Of course you can have infinite growth on a finite planet

This assertion betrays a woeful lack of understanding of the the most basic economics:

On one side of the divide is a growing cadre of environmentalists and left-wing economists who argue you can’t have infinite growth on a finite planet and the crunch point is fast approaching. They claim the corporate and political imperative to continually expand the economy is pushing mankind to the brink of Armageddon.

It’s a ludicrous assertion.

Sure, there’re a limited number of atoms on the planet. We can’t, while staying here, use more than that number. No one doubts that. But that’s not what economic growth is.

GDP is not minerals - or anything else physical - processed. It’s value added. The limit to GDP is therefore in knowing how to add value. Therefore, while physical resources are obviously scarce - there’d be no subject called economics if that were not so - it is not physical resources which limit economic growth. It’s knowledge.

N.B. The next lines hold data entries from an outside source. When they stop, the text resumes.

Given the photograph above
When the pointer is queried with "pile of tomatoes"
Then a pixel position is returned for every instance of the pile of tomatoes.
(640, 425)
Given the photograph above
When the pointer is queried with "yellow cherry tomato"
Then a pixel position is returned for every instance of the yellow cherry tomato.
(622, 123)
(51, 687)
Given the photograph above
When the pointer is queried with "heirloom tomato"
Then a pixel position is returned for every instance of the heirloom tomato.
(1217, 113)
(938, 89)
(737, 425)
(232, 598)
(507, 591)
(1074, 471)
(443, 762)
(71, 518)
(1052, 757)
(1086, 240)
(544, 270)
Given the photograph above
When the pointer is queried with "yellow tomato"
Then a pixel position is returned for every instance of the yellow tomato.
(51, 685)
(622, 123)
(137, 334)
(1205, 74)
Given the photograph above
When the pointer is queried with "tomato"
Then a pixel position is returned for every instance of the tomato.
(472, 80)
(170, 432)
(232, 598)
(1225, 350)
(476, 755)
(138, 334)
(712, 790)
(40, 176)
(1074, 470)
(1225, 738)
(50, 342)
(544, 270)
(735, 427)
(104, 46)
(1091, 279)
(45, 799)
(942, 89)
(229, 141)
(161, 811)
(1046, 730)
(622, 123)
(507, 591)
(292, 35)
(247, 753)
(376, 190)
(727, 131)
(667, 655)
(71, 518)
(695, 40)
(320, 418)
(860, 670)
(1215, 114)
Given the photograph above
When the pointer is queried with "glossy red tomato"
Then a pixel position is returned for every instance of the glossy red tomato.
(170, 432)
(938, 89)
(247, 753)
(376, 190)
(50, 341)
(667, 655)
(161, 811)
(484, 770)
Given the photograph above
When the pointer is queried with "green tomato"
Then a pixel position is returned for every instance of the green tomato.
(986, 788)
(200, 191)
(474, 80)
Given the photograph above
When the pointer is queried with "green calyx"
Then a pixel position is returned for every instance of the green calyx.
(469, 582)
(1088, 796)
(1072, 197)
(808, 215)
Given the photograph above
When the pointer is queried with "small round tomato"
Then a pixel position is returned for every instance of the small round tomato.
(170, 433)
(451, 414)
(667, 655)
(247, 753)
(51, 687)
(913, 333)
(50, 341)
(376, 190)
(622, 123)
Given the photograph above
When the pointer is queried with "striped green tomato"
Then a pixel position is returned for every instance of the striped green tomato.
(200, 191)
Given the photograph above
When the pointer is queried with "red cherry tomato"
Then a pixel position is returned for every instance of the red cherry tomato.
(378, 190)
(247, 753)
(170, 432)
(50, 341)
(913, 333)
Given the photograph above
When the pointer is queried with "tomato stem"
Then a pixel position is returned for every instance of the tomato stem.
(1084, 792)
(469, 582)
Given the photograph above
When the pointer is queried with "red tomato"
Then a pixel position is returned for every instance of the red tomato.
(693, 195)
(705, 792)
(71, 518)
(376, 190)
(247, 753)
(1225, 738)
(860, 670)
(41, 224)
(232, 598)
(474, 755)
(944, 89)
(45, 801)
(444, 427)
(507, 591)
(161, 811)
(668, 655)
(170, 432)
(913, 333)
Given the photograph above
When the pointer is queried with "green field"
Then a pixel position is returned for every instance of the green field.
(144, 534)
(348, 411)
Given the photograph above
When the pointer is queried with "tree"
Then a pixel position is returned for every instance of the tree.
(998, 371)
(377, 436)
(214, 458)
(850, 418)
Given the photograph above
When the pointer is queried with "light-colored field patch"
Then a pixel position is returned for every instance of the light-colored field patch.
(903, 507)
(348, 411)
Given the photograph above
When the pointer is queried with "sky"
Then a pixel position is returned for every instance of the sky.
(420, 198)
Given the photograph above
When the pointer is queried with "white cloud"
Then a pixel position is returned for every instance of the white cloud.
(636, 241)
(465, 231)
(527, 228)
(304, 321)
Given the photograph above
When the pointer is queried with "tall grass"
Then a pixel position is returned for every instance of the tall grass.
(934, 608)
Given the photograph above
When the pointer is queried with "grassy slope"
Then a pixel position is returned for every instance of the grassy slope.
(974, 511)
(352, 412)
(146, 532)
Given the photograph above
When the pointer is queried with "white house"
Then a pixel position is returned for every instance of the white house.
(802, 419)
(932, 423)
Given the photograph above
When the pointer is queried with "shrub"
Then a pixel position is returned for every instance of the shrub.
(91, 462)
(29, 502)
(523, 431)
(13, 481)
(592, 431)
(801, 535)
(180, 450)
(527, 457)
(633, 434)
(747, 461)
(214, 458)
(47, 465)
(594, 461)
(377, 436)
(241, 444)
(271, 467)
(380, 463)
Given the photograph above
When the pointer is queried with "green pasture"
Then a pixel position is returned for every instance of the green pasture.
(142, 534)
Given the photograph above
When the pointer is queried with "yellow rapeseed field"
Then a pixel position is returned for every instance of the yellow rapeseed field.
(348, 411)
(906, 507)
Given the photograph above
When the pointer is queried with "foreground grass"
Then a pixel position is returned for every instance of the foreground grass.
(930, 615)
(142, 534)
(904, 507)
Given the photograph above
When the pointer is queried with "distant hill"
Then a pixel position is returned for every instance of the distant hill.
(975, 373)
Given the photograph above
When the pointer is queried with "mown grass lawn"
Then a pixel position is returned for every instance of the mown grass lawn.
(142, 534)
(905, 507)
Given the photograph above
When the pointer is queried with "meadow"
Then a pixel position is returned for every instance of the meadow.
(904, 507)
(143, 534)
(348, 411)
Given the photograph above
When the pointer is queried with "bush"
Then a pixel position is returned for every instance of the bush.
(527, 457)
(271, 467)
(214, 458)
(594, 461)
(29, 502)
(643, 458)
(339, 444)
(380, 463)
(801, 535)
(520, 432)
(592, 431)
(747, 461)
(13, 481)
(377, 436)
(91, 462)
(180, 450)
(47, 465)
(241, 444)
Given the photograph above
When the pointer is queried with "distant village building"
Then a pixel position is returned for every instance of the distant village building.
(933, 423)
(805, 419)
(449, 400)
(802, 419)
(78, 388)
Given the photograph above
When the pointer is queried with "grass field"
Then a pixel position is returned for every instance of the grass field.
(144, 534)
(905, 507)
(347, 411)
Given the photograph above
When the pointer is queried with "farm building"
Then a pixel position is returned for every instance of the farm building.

The assertion that we cannot have infinite growth on a finite plant fails at this most basic level of understanding therefore. For it’s simply not grasping what economic growth is - an increase in value add.

Of course, some take this even further, Jason Hickel seems to have said that we should have degrowth so that we can then have socialism which seems a bit absurd.

Even leaving that sort of thing aside the agreed finity of the size of the planet is not an argument for the finity of the size of the economy. Simply because the thing we measure as the economy, as economic growth - GDP - is not physical . It’s value, not stuff. So, how can a limit to the amount of stuff be the limitation?